Ainsi, il convient d’ordonner une expertise médicale avec mission confiée à un médecin psychiatre telle que défini au dispositif du présent jugement aux frais avancée de la [6] conformément aux dispositions des articles L. 142-16 et L. 221-1 du code de la sécurité sociale.

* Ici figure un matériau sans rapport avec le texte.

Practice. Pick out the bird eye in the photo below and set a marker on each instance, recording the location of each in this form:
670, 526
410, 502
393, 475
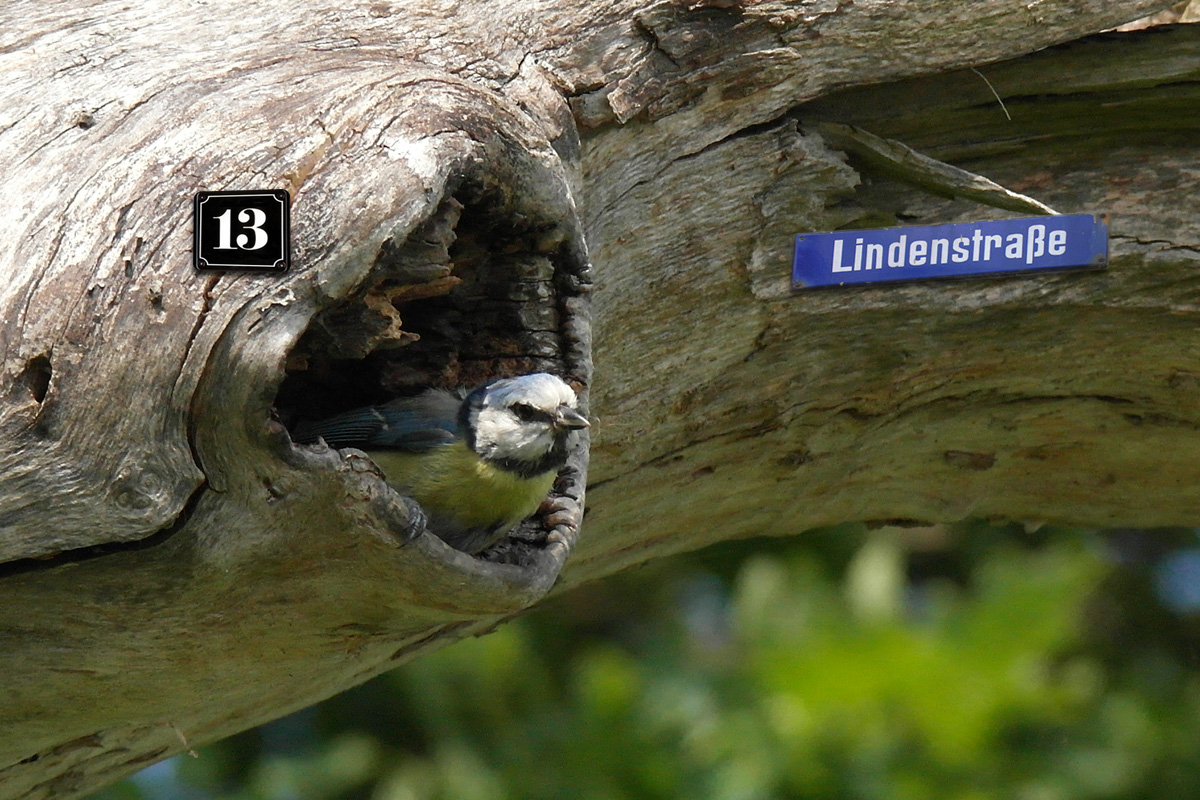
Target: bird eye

Dans l’attente du rapport de l’expert, les autres demandes et les dépens seront réservés.
PAR CES MOTIFS
Le tribunal, par jugement contradictoire mis à disposition au greffe et en premier ressort,
DECLARE irrecevable la contestation de Monsieur [Z] [X] à l’encontre de la décision en date du 03 octobre 2022 de la [9] lui ayant attribué un taux d’incapacité permanente partielle de 7 % ;
AVANT DIRE DROIT,
ORDONNE une expertise judiciaire aux frais avancés de la [6] et COMMET pour y procéder le Docteur [M], médecin psychiatre au Centre des spécialistes médicaux, [Adresse 5], avec pour mission de :
Convoquer les parties ;
Examiner Monsieur [Z] [X] ;
Entendre les parties en leurs observations ;
Prendre connaissance de l’entier dossier médical de Monsieur [Z] [X], du dossier administratif de la caisse, du dossier médical du service médical de la caisse, des pièces communiquées par les parties et de tout document médical utile ;
Dire si à la date du 26 septembre 2022, les lésions consécutives à l’accident de travail survenues le 05 janvier 2021 pouvaient être considérées comme consolidées ;
Dans la négative, fixer, le cas échéant, la date de consolidation desdites lésions et se prononcer, sans chiffrer le taux d’incapacité permanente, sur la persistance ou non de séquelles indemnisables ;
Dire s’il perdure des séquelles indemnisables ;
DIT que l’expert accomplira sa mission conformément aux dispositions des articles 263 et suivants du code de procédure civile ;
DÉSIGNE Madame [E] [O] et au besoin tout autre président de formation du pôle social du tribunal judiciaire de Marseille, pour suivre les opérations d’expertise et procéder en cas d’empêchement au remplacement de l’expert par simple ordonnance ;
DIT que l’expert devra faire connaître son acceptation sans délai au magistrat chargé du contrôle ;
DIT que l’expert pourra s’adjoindre et recueillir l’avis de tout technicien d’une autre spécialité que la sienne et à charge de joindre l’avis du sapiteur à son rapport et de présenter une note d’honoraires et de frais incluant la rémunération du sapiteur ;
DIT que si l’expert se heurte à des difficultés qui font obstacle à sa mission, il en fera rapport au magistrat désigné ;
DIT que l’expert, sauf accord contraire des parties, devra adresser à celles-ci un pré-rapport de ses observations, constatations et propositions, afin de leur permettre de lui adresser un dire récapitulant leurs arguments sous un délai d’un mois, dire auquel il devra répondre dans son rapport ;
DIT que l’expert devra déposer son rapport au greffe du tribunal dans le délai de HUIT MOIS à compter de sa désignation ;
DIT que l’expert en adressera directement copie aux parties ou à leurs conseils ;
DIT que le rapport de l’expert comportera le rappel de l’énoncé de la mission et des questions fixées par le tribunal ;
DIT qu’après dépôt du rapport d’expertise, les parties seront convoquées à une audience ultérieure à la diligence du greffe de la juridiction ;
RÉSERVE toutes autres demandes des parties ;
RAPPELLE que tout appel à l’encontre de la présente décision doit être interjeté dans le délai d’un mois à compter de sa notification ;
Ainsi jugé et prononcé par mise à disposition au greffe le 09 juillet 2025.